Today’s ferry to Guernsey was a trihedral hull fast ferry. This is the one we missed by a whisker on Monday. She is powered by four large diesels operating water jet propulsion squirters out the back. She probably pumps through forty Olympic-sized swimming pools of water every minute. I won’t carry on with these details as they are the same details that caused J to laugh uncontrollably back in 2012 at the Condor reception desk in St Malo.

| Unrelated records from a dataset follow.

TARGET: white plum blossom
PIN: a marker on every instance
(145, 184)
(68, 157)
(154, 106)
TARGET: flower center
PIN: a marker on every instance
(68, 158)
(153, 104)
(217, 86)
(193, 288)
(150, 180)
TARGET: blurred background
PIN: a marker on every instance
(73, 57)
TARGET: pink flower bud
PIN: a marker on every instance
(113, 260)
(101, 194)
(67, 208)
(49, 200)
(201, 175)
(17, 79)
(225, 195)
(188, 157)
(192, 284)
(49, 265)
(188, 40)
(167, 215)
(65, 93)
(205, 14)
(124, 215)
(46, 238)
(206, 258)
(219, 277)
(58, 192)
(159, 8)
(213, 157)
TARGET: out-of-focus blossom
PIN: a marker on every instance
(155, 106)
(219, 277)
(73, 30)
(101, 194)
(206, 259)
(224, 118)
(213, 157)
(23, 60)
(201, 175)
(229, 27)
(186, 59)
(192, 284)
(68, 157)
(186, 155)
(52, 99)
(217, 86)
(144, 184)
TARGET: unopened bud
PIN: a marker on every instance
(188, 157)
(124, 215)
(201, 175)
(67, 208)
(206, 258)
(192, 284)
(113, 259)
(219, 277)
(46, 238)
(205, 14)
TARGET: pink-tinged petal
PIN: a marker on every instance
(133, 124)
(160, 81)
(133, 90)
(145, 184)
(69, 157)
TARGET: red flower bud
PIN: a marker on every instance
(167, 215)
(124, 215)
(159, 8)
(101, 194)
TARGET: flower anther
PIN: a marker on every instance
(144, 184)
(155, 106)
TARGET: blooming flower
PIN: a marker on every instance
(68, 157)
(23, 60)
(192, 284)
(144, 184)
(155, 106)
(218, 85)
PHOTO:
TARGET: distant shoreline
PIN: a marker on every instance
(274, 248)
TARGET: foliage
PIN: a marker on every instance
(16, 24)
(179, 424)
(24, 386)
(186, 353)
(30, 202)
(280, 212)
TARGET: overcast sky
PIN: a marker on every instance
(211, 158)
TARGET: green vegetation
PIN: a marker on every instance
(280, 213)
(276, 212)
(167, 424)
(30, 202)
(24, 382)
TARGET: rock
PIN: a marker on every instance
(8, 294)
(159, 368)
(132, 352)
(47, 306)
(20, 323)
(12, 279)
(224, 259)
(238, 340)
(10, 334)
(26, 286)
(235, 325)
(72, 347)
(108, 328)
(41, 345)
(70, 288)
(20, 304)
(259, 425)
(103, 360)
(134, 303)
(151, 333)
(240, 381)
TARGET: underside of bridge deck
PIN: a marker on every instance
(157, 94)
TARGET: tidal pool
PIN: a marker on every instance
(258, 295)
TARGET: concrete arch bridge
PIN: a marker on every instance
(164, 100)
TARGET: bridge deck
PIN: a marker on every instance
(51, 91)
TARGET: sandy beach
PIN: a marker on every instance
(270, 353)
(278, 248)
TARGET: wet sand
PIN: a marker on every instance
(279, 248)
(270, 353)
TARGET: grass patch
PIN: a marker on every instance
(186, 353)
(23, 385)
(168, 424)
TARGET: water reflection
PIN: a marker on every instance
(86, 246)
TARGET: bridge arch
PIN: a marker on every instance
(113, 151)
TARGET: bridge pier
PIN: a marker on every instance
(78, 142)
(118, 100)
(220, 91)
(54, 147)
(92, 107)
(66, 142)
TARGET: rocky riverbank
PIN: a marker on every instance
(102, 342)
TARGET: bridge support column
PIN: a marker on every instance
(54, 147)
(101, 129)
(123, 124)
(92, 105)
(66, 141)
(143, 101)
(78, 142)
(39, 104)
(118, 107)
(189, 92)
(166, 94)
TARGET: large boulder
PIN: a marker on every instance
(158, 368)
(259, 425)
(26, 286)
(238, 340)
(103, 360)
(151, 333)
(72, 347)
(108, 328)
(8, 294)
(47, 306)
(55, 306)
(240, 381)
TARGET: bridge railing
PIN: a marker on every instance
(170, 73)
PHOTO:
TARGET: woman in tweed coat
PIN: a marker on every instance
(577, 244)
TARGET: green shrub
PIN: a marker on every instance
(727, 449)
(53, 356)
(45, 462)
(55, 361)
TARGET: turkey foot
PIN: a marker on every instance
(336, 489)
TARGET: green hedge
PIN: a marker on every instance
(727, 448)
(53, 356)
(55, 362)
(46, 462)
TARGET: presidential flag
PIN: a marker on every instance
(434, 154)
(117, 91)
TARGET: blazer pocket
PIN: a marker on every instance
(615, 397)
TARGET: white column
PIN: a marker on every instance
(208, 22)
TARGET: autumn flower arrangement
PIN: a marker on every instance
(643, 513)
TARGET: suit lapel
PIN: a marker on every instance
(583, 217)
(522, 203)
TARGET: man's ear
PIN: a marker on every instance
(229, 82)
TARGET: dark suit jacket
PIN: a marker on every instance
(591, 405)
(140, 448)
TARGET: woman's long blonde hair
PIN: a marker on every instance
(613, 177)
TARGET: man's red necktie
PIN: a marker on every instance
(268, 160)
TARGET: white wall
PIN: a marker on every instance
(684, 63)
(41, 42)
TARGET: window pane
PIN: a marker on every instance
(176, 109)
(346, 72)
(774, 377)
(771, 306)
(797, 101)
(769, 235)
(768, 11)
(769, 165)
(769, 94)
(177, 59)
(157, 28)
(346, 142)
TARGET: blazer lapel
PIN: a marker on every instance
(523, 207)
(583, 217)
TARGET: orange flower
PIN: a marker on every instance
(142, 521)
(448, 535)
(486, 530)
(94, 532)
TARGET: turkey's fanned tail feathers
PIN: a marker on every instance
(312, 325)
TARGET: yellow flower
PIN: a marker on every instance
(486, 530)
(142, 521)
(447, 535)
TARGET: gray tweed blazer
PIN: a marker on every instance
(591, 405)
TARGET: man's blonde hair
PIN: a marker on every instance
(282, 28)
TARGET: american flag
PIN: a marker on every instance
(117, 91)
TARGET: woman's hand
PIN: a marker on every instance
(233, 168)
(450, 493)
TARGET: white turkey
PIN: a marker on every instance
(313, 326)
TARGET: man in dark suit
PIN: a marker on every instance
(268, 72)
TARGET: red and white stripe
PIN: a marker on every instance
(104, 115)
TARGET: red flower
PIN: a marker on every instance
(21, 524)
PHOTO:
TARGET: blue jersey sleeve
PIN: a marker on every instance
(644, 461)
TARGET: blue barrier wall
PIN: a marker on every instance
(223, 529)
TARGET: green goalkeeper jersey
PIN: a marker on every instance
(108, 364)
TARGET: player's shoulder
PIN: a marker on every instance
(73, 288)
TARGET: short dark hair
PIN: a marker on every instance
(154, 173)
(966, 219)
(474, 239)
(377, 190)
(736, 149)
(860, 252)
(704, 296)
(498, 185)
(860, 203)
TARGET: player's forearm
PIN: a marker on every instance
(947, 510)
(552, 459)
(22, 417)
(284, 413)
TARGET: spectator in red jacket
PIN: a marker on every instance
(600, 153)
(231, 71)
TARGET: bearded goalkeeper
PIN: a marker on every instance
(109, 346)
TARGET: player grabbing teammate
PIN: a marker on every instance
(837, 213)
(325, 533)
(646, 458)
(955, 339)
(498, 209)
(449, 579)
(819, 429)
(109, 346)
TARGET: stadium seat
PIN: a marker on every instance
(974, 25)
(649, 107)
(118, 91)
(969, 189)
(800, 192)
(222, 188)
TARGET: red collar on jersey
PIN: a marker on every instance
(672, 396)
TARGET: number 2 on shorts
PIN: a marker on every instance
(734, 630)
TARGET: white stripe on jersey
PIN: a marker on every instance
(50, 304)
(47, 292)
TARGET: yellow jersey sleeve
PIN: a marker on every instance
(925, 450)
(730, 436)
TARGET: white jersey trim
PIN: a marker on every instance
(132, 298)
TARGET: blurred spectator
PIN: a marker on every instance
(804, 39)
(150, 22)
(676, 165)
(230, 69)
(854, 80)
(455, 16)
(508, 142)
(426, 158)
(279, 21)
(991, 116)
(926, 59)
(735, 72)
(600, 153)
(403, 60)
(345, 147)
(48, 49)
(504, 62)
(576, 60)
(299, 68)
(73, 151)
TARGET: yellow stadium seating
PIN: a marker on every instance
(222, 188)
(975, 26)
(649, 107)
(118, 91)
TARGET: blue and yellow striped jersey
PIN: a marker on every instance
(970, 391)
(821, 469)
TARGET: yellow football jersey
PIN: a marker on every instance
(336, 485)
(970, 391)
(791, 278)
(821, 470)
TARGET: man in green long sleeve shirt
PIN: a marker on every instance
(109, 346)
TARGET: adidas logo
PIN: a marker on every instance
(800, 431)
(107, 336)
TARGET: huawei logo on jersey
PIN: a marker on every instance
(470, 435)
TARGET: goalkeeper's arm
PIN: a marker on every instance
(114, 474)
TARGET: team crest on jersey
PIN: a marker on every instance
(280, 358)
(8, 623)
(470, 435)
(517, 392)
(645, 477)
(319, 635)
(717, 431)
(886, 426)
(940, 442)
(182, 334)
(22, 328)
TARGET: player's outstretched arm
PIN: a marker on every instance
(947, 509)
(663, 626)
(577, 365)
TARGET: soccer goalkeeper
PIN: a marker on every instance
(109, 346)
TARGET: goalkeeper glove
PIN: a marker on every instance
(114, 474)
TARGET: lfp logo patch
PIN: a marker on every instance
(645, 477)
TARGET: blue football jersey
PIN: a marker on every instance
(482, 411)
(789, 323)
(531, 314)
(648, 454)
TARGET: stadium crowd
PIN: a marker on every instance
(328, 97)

If you recall, some years back a fast ferry came out to trade Cook Strait. It was rapidly nicknamed the Vomit Comet. Today’s ferry lived up to that name. J found the trip a little tiresome, though she managed to hold it together for the whole journey, so to speak. I enjoyed it. There were about 700 aboard and the company allocates seats. We were seated just outside the wash room door, away from fresh air and with only a limited view of the heaving sea. We shifted soon after the off and found two seats down the back, in a light airy area with easy access to the outdoors. J settled into her seat and read pretty much from the time the crew cast off through to when they tied up again. Meantime I walked for’ard and stood at the locked sliding door to the first-class lounge. When someone came out I slipped through and was able to spend some time looking out the front. I came back aft when the groans of the first-class passengers became prolonged and it occurred to them that sitting at the front in a seaway has a downside. I trundled back aft where the motion was considerably less. Here’s a tip; if the motion is awful, find a place near the stern and lie down. Pretend to sleep and imagine sitting under a tree. Sitting under a tree is the only sure-fire way to cure seasickness. Do not ever listen to blowhards who say they never get seasick. The truth is they haven’t been in a small enough boat in a big enough sea.

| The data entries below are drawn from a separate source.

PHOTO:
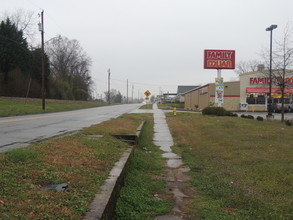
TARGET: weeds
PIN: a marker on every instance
(80, 162)
(240, 168)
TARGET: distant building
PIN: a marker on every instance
(204, 96)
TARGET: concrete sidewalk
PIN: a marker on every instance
(177, 181)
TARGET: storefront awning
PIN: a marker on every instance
(266, 90)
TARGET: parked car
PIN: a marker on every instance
(277, 107)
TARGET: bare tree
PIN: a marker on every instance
(70, 63)
(25, 21)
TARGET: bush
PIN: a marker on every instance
(259, 118)
(250, 117)
(288, 123)
(219, 111)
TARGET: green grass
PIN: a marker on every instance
(240, 168)
(147, 106)
(137, 199)
(170, 106)
(19, 106)
(81, 162)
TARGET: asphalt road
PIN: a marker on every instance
(20, 131)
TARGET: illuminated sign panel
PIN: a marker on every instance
(219, 59)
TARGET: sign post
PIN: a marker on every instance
(147, 94)
(219, 59)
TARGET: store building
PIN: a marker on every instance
(204, 96)
(250, 93)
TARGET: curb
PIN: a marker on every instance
(103, 205)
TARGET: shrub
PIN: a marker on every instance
(259, 118)
(288, 123)
(219, 111)
(250, 117)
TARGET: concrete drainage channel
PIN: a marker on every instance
(103, 205)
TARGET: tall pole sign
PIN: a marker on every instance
(219, 59)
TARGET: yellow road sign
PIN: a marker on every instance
(147, 93)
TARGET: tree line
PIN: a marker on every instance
(67, 66)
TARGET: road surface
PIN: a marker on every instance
(20, 131)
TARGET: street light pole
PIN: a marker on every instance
(271, 28)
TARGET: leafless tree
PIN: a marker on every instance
(70, 63)
(26, 21)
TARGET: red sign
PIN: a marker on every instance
(219, 59)
(264, 80)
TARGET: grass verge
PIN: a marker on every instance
(81, 162)
(137, 200)
(21, 106)
(147, 106)
(242, 169)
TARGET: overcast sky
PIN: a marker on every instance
(158, 44)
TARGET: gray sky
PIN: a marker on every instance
(158, 44)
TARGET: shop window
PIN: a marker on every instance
(253, 99)
(250, 99)
(261, 99)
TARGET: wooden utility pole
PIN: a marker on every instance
(127, 92)
(109, 98)
(43, 61)
(132, 93)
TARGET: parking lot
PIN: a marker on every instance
(277, 116)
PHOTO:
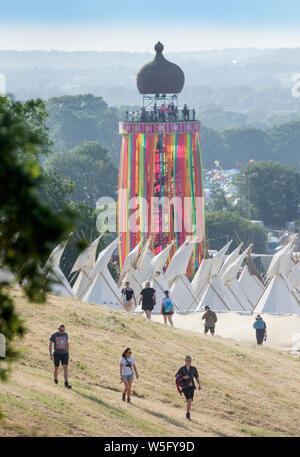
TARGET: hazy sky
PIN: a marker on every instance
(134, 25)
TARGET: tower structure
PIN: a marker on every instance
(160, 174)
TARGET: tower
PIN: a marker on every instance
(160, 176)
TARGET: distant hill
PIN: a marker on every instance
(247, 390)
(241, 80)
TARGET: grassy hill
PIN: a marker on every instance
(246, 390)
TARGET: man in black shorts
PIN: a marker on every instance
(61, 353)
(210, 318)
(187, 374)
(148, 299)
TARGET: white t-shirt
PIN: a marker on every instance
(127, 370)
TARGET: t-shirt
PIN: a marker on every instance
(191, 373)
(126, 370)
(167, 304)
(129, 293)
(259, 324)
(147, 295)
(210, 318)
(60, 342)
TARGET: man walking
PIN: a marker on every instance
(261, 329)
(185, 378)
(61, 353)
(210, 318)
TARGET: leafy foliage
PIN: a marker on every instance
(221, 226)
(29, 229)
(74, 120)
(273, 189)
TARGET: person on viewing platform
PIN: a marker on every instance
(261, 329)
(61, 353)
(210, 318)
(186, 113)
(128, 297)
(167, 308)
(148, 299)
(127, 367)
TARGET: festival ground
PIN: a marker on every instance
(283, 331)
(246, 390)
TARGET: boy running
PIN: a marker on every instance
(167, 308)
(187, 374)
(61, 353)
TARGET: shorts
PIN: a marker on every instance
(63, 358)
(211, 329)
(128, 377)
(188, 392)
(147, 307)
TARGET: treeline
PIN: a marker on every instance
(74, 120)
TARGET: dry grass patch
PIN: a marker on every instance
(247, 390)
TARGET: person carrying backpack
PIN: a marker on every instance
(148, 299)
(261, 329)
(128, 297)
(185, 379)
(167, 308)
(210, 318)
(127, 366)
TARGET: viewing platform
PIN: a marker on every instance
(151, 128)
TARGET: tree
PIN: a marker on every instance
(29, 229)
(218, 200)
(272, 188)
(221, 226)
(91, 169)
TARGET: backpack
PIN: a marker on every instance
(168, 306)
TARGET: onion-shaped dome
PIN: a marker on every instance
(160, 76)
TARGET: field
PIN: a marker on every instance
(246, 390)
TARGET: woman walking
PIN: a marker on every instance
(148, 299)
(127, 297)
(167, 308)
(127, 366)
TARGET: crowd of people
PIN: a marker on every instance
(185, 376)
(163, 113)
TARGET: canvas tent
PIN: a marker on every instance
(104, 290)
(84, 264)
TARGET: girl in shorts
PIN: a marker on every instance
(127, 367)
(167, 308)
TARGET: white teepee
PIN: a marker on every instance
(278, 297)
(104, 290)
(229, 278)
(85, 263)
(61, 285)
(251, 285)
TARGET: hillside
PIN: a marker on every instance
(246, 390)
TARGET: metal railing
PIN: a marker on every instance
(166, 114)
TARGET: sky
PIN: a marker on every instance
(134, 25)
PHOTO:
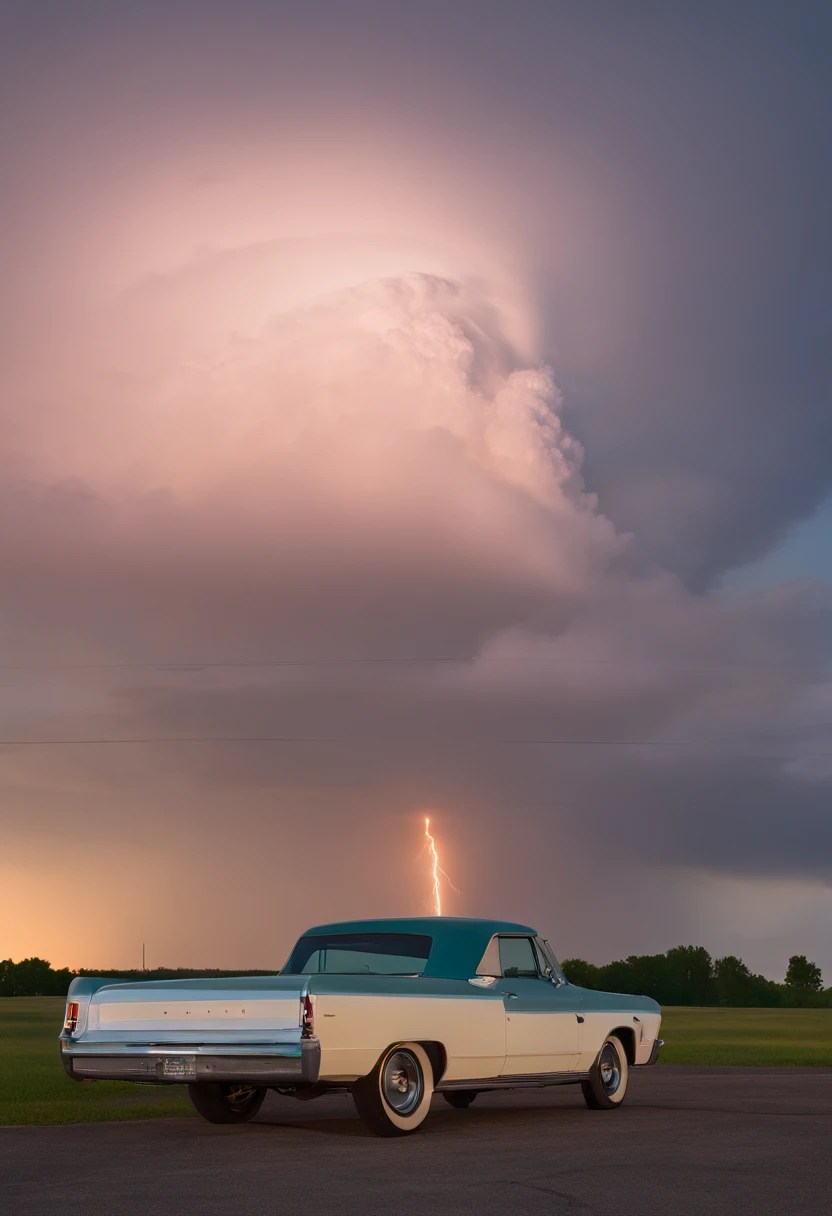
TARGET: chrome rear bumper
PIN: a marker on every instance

Now, enough of this. I loved the trip. The English Channel always throws up some surprises and today’s included military aircraft, a container ship that looked the same as the Aurora (from our Baltic Sea trip), the Alderney race (a tide rip), and a small ro-ro pretty much the same as the Kent (a ship I served on around the New Zealand coast).

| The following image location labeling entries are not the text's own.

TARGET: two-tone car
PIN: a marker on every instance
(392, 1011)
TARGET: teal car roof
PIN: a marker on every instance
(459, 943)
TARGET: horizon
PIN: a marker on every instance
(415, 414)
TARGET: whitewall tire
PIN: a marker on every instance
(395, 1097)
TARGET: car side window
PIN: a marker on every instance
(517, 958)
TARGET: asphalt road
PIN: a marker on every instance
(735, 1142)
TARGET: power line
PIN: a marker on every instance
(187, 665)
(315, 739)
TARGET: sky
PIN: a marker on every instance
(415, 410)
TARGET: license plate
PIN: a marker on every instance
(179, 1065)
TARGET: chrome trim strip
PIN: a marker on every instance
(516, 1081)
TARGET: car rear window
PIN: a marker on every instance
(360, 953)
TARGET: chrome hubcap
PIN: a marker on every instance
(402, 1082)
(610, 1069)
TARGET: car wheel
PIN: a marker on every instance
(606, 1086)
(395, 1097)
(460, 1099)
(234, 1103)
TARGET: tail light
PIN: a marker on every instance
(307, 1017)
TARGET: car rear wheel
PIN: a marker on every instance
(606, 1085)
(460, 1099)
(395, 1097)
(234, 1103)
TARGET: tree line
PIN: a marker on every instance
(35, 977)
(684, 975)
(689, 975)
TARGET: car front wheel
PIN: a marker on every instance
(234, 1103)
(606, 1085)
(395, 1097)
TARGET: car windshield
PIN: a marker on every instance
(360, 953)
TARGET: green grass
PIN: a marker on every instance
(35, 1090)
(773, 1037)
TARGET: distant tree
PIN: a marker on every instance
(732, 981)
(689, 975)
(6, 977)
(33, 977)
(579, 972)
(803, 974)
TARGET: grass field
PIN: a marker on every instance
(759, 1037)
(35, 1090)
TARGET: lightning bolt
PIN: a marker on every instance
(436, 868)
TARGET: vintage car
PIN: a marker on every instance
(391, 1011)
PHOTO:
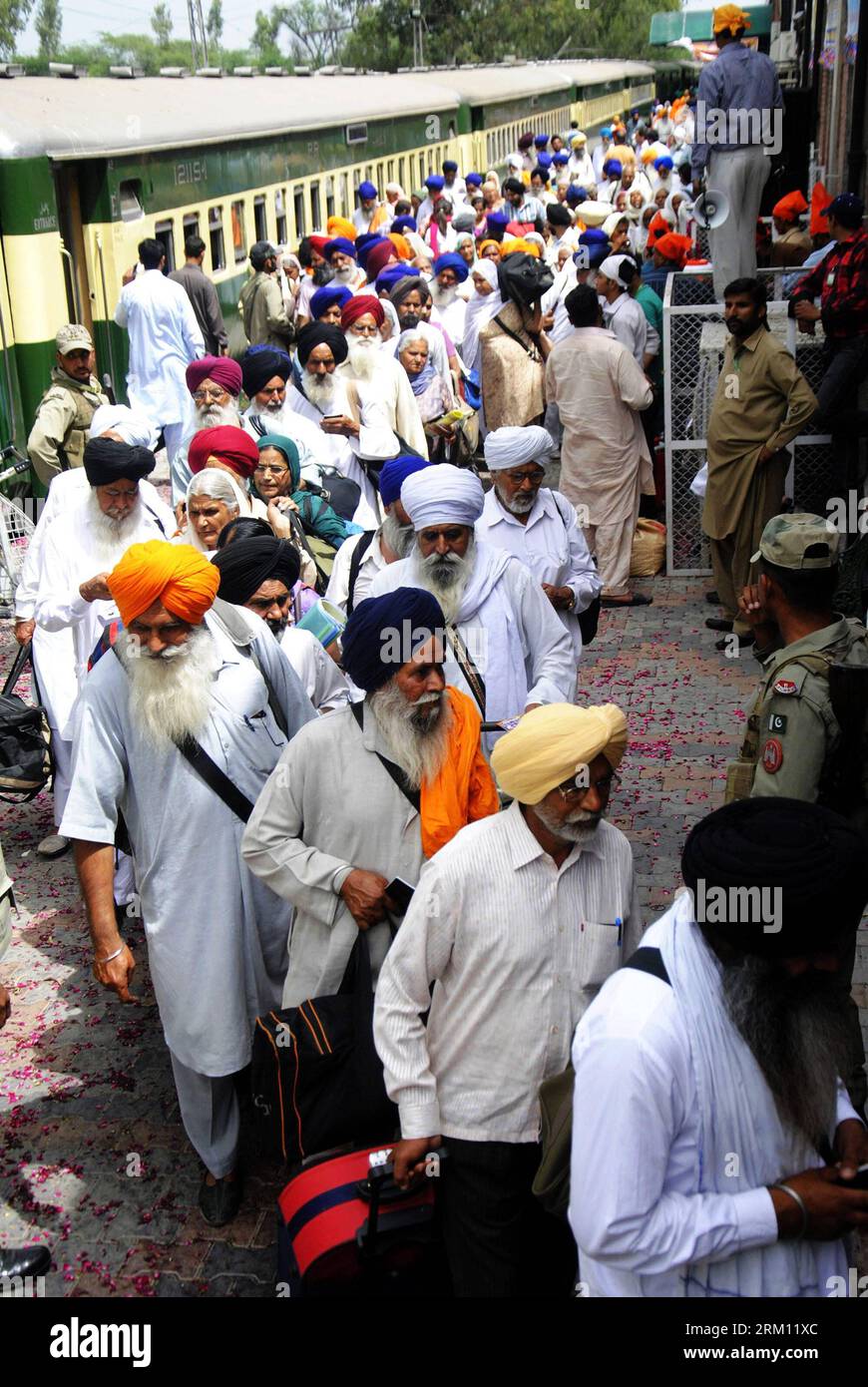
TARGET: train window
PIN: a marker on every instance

Now to finish off, we enjoyed yesterday’s trip up the river to Wareham. We passed a lot of boats moored along the river with some even crowding the channel. There were a number of Hillyards. Hillyard designed boats about 70 years ago. They were pretty much always double-enders with centre cockpits and usually with ketch rigs. Hillyard boats are very distinctive; however, in my opinion, he drew them with too little sheer.

Postscript from J

Just thought I’d be lazy and piggyback on L’s entry rather than doing my own post. The ferry trip was something to be endured rather than enjoyed. I’ve experienced rougher sailings on the Cook Strait crossing but I’d still rate this one worse because the movement was a sort of twisty sideways churning that made me feel queasy rather than outright seasick (though not all passengers got away as lightly). Also it went on for longer — about two-and-a-half hours’ worth of unpleasant motion. The rough bit in Cook Strait usually only lasts about an hour (unless you get one of those rare but horrid go-on-forever trips). Anyway, I’m pleased the sailing went ahead and we’re here in Guernsey for at least two of our four planned nights.